“Het absurde is: terwijl de Nederlandse binnenwateren werkelijk wemelen van de Amerikaanse rivierkreeften, worden de supermarktrivierkreeftstraatjes ingevlogen uit China, waar ze speciaal worden gekweekt en platgespoten met conserveermiddelen. Dat is bijna kafkaësk te noemen - het is in iedere geval dubbel niet duurzaam.”

Rivierkreeften, muskusratten, termieten, duizendknoop, … Het zijn enkele van de invasieve exoten die in Nederland - en ook in België - aan een opmars bezig zijn en onze ecosystemen danig op de proef stellen. Vanwege de schade die ze veroorzaken aan onze natuur en landbouw, bestrijden we ze: we doden ze en gooien ze weg. Terwijl Nederlanders elk jaar nog wel gemiddeld zes miljoen varkens opeten, die vaak in erbarmelijke omstandigheden worden grootgebracht. 

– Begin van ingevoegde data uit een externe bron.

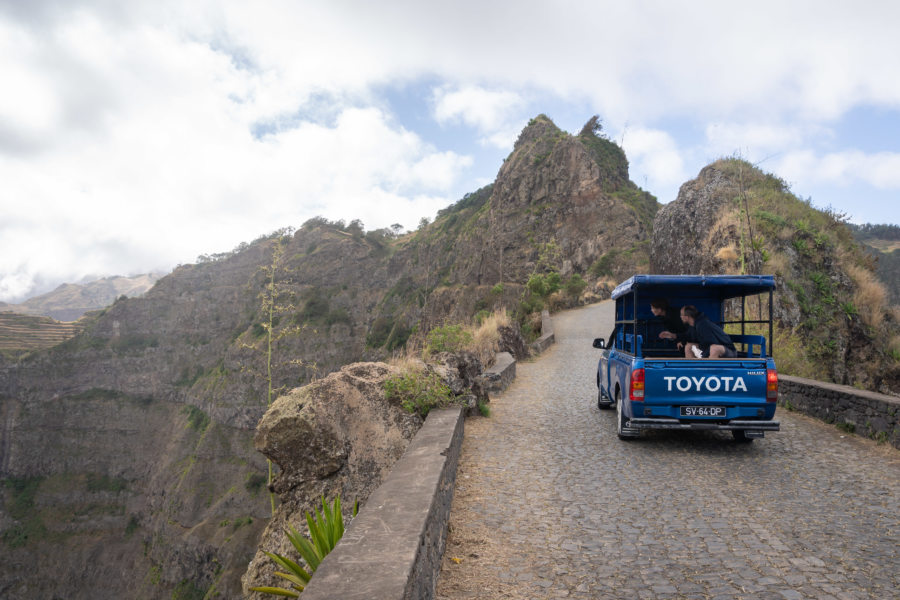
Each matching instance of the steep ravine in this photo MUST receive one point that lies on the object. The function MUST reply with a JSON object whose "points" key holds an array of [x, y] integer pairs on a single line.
{"points": [[127, 452]]}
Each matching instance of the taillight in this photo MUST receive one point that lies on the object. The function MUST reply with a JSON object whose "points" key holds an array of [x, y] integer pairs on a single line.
{"points": [[771, 385], [637, 385]]}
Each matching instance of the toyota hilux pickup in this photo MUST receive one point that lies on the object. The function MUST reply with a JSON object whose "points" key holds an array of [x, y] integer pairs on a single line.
{"points": [[653, 385]]}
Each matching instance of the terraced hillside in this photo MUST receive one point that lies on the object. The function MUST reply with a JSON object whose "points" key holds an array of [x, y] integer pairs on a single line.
{"points": [[25, 332]]}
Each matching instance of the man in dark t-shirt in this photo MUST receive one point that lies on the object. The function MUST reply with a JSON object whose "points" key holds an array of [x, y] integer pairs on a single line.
{"points": [[670, 318], [710, 339]]}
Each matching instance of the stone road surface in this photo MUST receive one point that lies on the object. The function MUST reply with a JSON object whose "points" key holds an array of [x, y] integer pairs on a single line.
{"points": [[550, 503]]}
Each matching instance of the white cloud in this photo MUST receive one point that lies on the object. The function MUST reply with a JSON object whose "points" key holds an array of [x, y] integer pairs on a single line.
{"points": [[492, 113], [756, 140], [880, 170], [654, 154], [127, 129]]}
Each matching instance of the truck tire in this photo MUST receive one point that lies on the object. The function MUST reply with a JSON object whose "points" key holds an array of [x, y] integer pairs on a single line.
{"points": [[624, 433], [740, 435], [602, 402]]}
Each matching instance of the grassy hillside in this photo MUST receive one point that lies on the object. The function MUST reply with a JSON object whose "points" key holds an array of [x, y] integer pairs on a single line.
{"points": [[23, 332], [836, 321], [883, 243]]}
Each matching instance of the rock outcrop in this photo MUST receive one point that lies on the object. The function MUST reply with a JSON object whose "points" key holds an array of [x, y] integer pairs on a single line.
{"points": [[340, 435], [159, 396]]}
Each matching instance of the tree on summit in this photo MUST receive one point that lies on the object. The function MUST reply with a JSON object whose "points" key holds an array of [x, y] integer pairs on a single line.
{"points": [[594, 126]]}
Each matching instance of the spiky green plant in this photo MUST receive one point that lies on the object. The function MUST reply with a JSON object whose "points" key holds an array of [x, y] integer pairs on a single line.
{"points": [[325, 530]]}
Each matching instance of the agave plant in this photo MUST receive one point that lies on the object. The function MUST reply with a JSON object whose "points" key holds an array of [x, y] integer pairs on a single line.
{"points": [[325, 530]]}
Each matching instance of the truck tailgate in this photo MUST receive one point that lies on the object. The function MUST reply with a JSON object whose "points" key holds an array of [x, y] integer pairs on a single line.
{"points": [[705, 382]]}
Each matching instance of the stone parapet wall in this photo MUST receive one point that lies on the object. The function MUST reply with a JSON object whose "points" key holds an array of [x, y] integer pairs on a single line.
{"points": [[502, 373], [547, 336], [869, 414], [393, 549]]}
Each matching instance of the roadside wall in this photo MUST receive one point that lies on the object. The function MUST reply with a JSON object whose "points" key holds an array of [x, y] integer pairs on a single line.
{"points": [[865, 413], [393, 549]]}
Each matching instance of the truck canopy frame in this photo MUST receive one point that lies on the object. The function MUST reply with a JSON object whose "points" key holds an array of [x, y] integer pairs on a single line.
{"points": [[707, 292]]}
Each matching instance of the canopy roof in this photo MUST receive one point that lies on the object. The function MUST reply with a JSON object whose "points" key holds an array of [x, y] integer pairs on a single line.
{"points": [[712, 286]]}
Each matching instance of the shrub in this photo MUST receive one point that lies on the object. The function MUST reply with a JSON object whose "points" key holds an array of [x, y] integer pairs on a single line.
{"points": [[870, 296], [254, 482], [105, 483], [197, 419], [728, 254], [575, 285], [418, 391], [543, 285], [325, 531], [449, 338]]}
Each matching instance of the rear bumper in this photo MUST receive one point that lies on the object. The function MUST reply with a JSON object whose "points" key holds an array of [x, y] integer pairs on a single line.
{"points": [[739, 424]]}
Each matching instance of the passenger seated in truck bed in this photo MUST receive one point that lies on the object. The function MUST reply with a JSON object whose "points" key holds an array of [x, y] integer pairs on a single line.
{"points": [[709, 338], [669, 317]]}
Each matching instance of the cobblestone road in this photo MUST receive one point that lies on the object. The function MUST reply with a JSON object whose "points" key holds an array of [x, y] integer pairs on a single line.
{"points": [[551, 504]]}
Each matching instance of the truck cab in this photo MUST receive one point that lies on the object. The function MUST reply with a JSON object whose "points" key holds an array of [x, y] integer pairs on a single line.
{"points": [[654, 386]]}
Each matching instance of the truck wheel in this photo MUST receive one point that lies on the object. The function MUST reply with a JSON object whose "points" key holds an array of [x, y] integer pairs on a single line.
{"points": [[740, 435], [602, 402], [624, 433]]}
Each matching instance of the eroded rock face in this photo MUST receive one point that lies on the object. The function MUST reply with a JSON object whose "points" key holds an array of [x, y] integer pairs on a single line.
{"points": [[688, 233], [339, 425], [338, 435]]}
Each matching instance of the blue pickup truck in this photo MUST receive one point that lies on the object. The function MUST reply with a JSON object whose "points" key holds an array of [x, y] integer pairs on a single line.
{"points": [[654, 386]]}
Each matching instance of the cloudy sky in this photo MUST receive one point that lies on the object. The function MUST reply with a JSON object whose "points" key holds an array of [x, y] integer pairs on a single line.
{"points": [[138, 135]]}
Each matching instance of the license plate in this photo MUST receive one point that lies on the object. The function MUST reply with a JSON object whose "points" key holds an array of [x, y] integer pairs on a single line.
{"points": [[702, 411]]}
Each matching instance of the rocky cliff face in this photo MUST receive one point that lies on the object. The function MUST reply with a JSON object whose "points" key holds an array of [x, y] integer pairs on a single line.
{"points": [[129, 448], [831, 310]]}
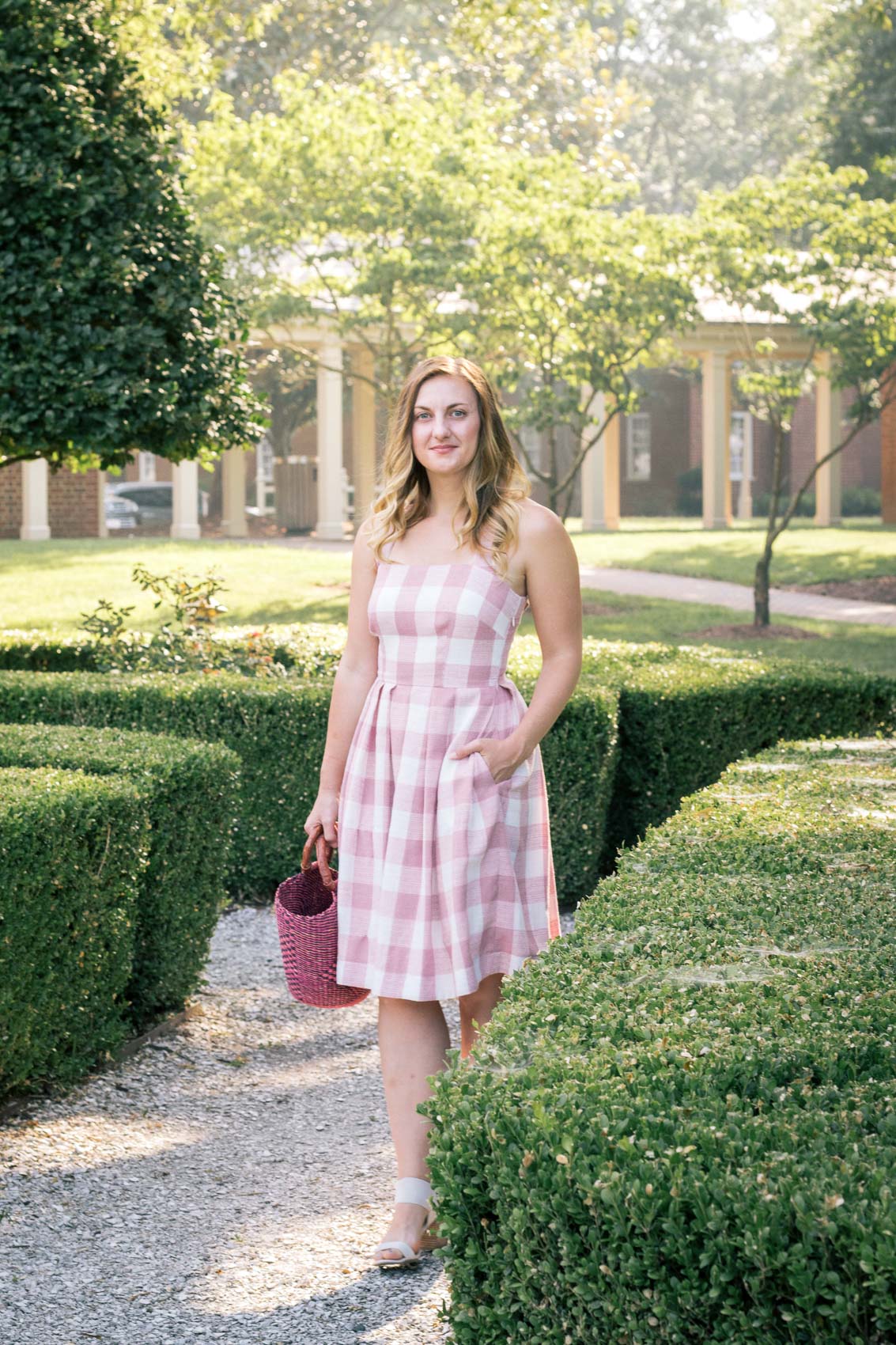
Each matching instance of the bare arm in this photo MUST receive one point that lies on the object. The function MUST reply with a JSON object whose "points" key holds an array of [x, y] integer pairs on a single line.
{"points": [[351, 684], [554, 596]]}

In zijn boek ‘Eet eens een wasbeer’ nodigt de Nederlandse culinair journalist Joël Broekaert ons uit tot een prikkelende gedachtegang: als deze exoten toch worden gedood, kunnen we ze dan niet nog benutten als voedsel? En de hamvraag: smaken die exoten eigenlijk een beetje? Daarvoor dook hij echt de keuken in, op zoek naar de beste bereiding. Van shoarma met ganzenreepjes tot bonbons met duizendknoop, wie proeft?